Rede von Janine Wissler,

Frau Präsidentin! Meine Damen und Herren! Was die Unionsfraktion hier vorlegt, liest sich wie ein Wunschzettel mit den Allzeithits der Unternehmensverbände, der dem Leitbild folgt, dass Regulierungen grundsätzlich vor allem eine Belastung und schlecht sind.

Sie sagen in Ihrem Antrag, dass der Mindestlohn Mehraufwand für Unternehmen bedeutet. Ja. Aber warum wurde denn der gesetzliche Mindestlohn eingeführt? Er wurde eingeführt, weil immer mehr Menschen zu Hungerlöhnen arbeiten müssen.

(Matthias W. Birkwald [DIE LINKE]: So ist es!)

Deshalb wurde der gesetzliche Mindestlohn eingeführt. Und warum muss die Einhaltung nachgewiesen und kontrolliert werden? Weil es massenhaft Verstöße und Umgehungsversuche gibt.

(Beifall bei der LINKEN)

Um den Mindestlohn zu umgehen, entwickeln einige Unternehmen eine Kreativität, die man sich an anderer Stelle nur wünschen könnte.

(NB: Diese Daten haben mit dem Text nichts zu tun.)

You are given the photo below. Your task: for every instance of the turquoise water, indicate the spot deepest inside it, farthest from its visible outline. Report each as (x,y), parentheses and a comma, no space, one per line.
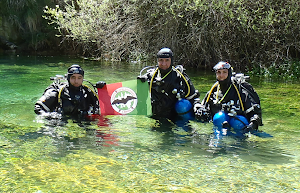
(133,153)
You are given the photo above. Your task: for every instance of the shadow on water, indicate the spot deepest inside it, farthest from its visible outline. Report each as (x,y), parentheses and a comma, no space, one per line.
(69,135)
(244,148)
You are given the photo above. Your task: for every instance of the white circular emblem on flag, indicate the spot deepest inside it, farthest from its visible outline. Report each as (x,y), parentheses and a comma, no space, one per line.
(123,100)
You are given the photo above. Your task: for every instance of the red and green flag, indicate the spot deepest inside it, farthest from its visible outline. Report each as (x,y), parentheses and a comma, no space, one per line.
(125,98)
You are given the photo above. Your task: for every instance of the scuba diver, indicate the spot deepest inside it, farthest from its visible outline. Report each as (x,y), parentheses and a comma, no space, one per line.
(70,98)
(168,85)
(232,103)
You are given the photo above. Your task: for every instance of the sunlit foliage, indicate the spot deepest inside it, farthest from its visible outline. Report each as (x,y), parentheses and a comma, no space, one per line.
(200,32)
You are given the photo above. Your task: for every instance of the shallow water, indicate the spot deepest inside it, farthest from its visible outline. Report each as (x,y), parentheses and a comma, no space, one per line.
(134,153)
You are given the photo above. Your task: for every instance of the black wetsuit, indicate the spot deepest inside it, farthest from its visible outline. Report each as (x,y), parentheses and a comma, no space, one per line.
(163,95)
(68,100)
(249,106)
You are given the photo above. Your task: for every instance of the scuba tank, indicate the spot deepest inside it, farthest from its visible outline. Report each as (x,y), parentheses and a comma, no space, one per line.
(219,118)
(238,122)
(183,107)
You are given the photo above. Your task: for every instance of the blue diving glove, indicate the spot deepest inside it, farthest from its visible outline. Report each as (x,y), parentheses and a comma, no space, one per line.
(100,84)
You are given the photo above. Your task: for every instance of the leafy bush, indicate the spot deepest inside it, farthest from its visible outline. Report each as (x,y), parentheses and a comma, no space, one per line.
(200,32)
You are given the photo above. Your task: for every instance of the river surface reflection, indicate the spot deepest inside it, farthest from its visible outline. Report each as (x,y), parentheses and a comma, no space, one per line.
(134,153)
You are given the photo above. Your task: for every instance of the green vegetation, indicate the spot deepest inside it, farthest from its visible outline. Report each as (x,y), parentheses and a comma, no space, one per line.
(23,25)
(200,32)
(255,35)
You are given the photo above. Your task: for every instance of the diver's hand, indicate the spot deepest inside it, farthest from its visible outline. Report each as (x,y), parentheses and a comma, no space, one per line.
(51,115)
(250,128)
(143,78)
(100,84)
(201,113)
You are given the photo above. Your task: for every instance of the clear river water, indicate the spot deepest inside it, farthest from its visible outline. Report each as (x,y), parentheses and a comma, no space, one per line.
(128,153)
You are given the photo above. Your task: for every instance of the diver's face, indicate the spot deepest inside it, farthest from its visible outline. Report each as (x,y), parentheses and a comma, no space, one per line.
(222,74)
(164,63)
(76,80)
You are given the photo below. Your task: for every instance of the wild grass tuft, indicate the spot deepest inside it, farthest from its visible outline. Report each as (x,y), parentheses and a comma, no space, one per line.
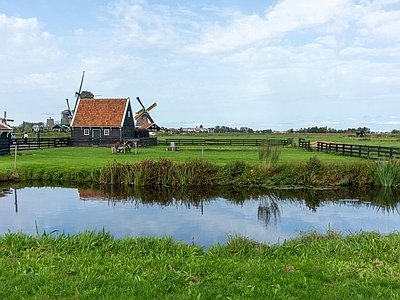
(386,173)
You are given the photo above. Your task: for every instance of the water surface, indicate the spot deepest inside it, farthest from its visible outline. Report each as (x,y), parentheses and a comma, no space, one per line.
(267,216)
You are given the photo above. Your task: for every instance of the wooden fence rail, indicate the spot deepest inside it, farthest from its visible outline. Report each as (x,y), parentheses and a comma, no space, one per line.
(362,151)
(222,142)
(41,143)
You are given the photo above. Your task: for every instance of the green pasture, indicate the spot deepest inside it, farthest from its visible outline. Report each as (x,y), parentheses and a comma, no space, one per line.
(94,265)
(387,140)
(93,157)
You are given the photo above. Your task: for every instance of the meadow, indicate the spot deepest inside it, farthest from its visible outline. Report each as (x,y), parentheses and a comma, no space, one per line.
(94,265)
(210,165)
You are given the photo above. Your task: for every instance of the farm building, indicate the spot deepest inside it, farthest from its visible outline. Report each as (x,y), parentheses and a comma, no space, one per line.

(Beifall bei Abgeordneten der LINKEN)

Sonst ist es doch immer die Union, die auf die Überwachung oder Einhaltung von Gesetzen pocht. Sie sind doch die selbsternannte Law-and-Order-Partei.

(Thorsten Frei [CDU/CSU]: Ja!)

Aber wenn es um die Rechte von Beschäftigten oder um Umweltauflagen geht, nehmen Sie es nicht so genau mit Law and Order.

(Thorsten Frei [CDU/CSU]: Doch, doch, doch! Die Einhaltung von Gesetzen ist immer wichtig! – Zuruf des Abg. Jens Spahn [CDU/CSU])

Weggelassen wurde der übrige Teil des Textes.